# Portugal Residency if married to Portuguese National



## Toby D (Oct 28, 2011)

Can anyone help me of applying for a residency in Portugal if I am married to a Portuguese national? 

I am an Australian who has been married to a Portuguese national for over 3 years now. 

I would like to apply for a Portugues residency but can not find any information pertaining to my situation. 

Any assistance greatly appreciated! 

Toby


----------



## canoeman (Mar 3, 2011)

Are you in Portugal? if not then you can't apply for Residency.
If your not accompanying your Portuguese partner then I believe you would be treated same as anyone non EU person applying for Visa or for Residence. 

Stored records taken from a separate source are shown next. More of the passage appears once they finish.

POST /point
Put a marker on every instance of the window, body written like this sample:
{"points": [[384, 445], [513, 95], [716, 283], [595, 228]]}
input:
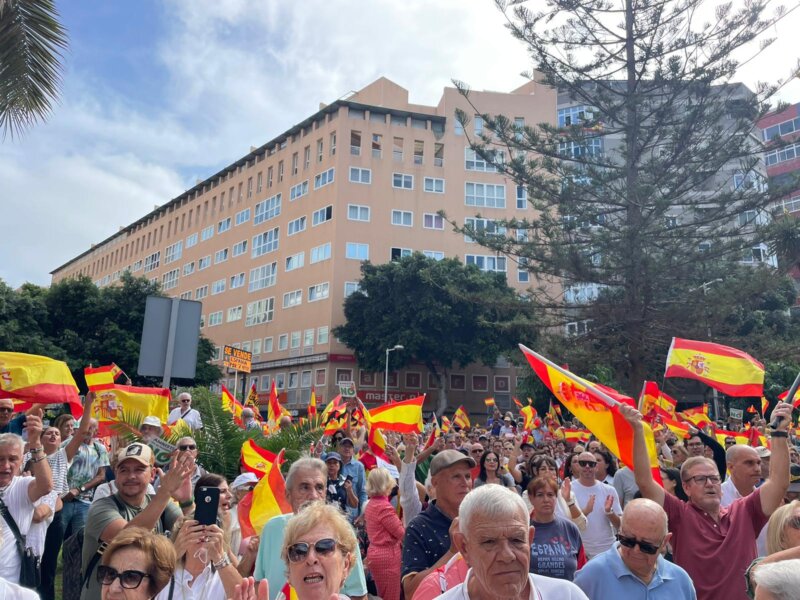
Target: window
{"points": [[267, 209], [298, 191], [434, 185], [295, 261], [220, 256], [433, 221], [240, 248], [169, 280], [356, 251], [296, 226], [218, 287], [264, 243], [324, 178], [360, 175], [237, 281], [318, 292], [294, 298], [404, 218], [320, 253], [243, 216], [262, 277], [358, 212], [173, 253], [402, 181], [151, 262], [487, 263], [321, 216], [485, 195], [260, 311]]}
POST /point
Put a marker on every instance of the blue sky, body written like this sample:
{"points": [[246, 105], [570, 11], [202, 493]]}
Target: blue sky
{"points": [[160, 93]]}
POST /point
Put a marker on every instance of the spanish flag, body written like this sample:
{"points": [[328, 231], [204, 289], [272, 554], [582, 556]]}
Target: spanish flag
{"points": [[38, 380], [403, 417], [731, 371], [595, 409]]}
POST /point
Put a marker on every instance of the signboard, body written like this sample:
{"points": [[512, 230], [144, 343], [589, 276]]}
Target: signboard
{"points": [[239, 360], [347, 389]]}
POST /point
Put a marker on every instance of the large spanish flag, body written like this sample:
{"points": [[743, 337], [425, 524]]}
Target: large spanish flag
{"points": [[404, 417], [731, 371], [30, 378], [598, 411]]}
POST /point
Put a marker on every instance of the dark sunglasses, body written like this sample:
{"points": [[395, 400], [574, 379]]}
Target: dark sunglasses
{"points": [[645, 547], [129, 580], [299, 551]]}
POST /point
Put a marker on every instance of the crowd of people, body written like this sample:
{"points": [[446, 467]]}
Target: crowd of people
{"points": [[485, 512]]}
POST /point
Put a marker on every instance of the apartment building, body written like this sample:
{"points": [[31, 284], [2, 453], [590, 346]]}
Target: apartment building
{"points": [[272, 244]]}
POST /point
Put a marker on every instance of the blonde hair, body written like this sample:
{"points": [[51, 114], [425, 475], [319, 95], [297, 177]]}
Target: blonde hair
{"points": [[776, 540], [379, 482]]}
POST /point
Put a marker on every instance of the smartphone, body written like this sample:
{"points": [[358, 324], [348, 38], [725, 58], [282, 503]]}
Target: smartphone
{"points": [[206, 503]]}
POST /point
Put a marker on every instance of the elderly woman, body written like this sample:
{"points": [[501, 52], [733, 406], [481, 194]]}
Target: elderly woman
{"points": [[494, 537], [319, 546], [137, 565], [385, 532]]}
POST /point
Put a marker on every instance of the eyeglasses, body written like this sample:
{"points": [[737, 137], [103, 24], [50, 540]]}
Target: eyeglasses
{"points": [[129, 580], [645, 547], [701, 479], [299, 551]]}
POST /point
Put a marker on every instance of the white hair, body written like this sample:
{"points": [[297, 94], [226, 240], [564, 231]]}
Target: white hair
{"points": [[492, 501], [781, 579]]}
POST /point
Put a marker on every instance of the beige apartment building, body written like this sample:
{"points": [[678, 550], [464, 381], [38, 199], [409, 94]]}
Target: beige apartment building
{"points": [[272, 244]]}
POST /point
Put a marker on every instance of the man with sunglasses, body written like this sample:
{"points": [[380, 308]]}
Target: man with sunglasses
{"points": [[714, 544], [633, 567], [184, 410]]}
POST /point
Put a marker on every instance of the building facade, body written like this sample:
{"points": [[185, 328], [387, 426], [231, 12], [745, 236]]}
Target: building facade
{"points": [[272, 244]]}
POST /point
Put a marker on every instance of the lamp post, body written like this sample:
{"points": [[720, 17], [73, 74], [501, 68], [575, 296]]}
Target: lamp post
{"points": [[386, 374]]}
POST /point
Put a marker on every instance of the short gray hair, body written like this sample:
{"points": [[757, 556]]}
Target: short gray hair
{"points": [[305, 463], [492, 501], [781, 578]]}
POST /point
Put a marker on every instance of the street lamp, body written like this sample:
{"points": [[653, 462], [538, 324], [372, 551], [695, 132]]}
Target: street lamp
{"points": [[386, 374]]}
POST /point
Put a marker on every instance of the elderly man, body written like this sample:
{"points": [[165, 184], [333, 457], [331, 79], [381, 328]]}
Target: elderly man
{"points": [[633, 568], [20, 493], [494, 537], [427, 544], [305, 483], [184, 411], [714, 544]]}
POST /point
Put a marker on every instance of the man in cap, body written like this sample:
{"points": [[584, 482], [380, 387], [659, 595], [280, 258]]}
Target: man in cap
{"points": [[132, 506], [427, 544]]}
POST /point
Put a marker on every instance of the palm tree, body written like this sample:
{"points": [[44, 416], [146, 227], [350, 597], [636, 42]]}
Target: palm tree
{"points": [[31, 44]]}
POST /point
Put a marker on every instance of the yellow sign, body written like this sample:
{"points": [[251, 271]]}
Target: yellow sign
{"points": [[239, 360]]}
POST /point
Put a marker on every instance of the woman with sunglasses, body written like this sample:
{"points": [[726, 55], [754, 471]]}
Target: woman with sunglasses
{"points": [[137, 565], [318, 548], [491, 471]]}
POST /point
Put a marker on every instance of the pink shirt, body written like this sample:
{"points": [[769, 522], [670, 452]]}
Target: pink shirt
{"points": [[716, 554]]}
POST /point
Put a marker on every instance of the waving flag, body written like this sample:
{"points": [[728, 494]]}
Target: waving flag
{"points": [[731, 371], [597, 410]]}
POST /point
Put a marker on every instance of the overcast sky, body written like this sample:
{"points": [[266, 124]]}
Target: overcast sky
{"points": [[160, 93]]}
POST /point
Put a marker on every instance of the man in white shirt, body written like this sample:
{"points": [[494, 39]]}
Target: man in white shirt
{"points": [[600, 503], [185, 411]]}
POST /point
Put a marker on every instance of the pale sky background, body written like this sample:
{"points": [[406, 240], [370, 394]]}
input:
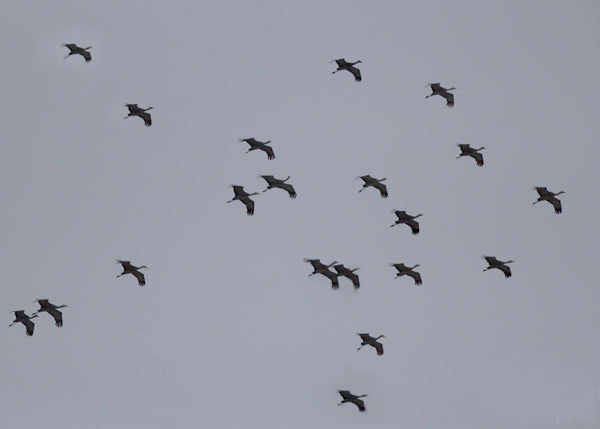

If your here or moving here then your Portuguese partner makes the application through your local SEF office as "reunifaction of family"

Portal SEF


----------



## Toby D (Oct 28, 2011)

canoeman said:


> Are you in Portugal? if not then you can't apply for Residency.
> If your not accompanying your Portuguese partner then I believe you would be treated same as anyone non EU person applying for Visa or for Residence.
> 
> If your here or moving here then your Portuguese partner makes the application through your local SEF office as "reunifaction of family"
> ...


Thanks Canoeman, I am Australian. I have seen that I can apply for Family Reunion for residency. I was also wondering about the difference between Residency and Citizenship. Can I have duel citizenship with my Australian citizenship and if i can get this do I still need a residency status? 

Regards,

Toby


----------



## canoeman (Mar 3, 2011)

Residency gives you permission to live in a country.
Citizenship means you take Portuguese Citizenship (nationality), which means you would be subject to all Portuguese Laws, taxation, etc etc. Depending on your country of birth Laws you might be able to have dual Citizenship.

Further info here, it does say if married to a Portuguese National but don't know if it encompasses a marriage abroad. You need to check with the Embassy in Australia
Portal SEF


----------



## Toby D (Oct 28, 2011)

canoeman said:


> Residency gives you permission to live in a country.
> Citizenship means you take Portuguese Citizenship (nationality), which means you would be subject to all Portuguese Laws, taxation, etc etc. Depending on your country of birth Laws you might be able to have dual Citizenship.
> 
> Further info here, it does say if married to a Portuguese National but don't know if it encompasses a marriage abroad. You need to check with the Embassy in Australia
> Portal SEF


Thanks Canoeman - I think I have got to the bottom of it. First I need to get my Permanent Residency sorted out. I can then apply for a citizenship if I want. I have checked the Australian laws and this is allowed.

Toby


----------



## SophieRo (Feb 5, 2013)

I'm also looking into applying for a residency visa to stay with my Portuguese fiancee. Anyone have any suggestions as where to start? We were looking into getting married already and were wondering if we should do this before applying for my visa. Will this make it a little easier?


----------



## canoeman (Mar 3, 2011)

Yes, it would as on entry to Portugal on a standard Schegan Visa you could then apply or rather your wife applies for reunification of family, believe checks on suspect "arranged marriages" a bit harder now.
Otherwise you apply for a extended or Resident visa from your nearest Portuguese Consulate


----------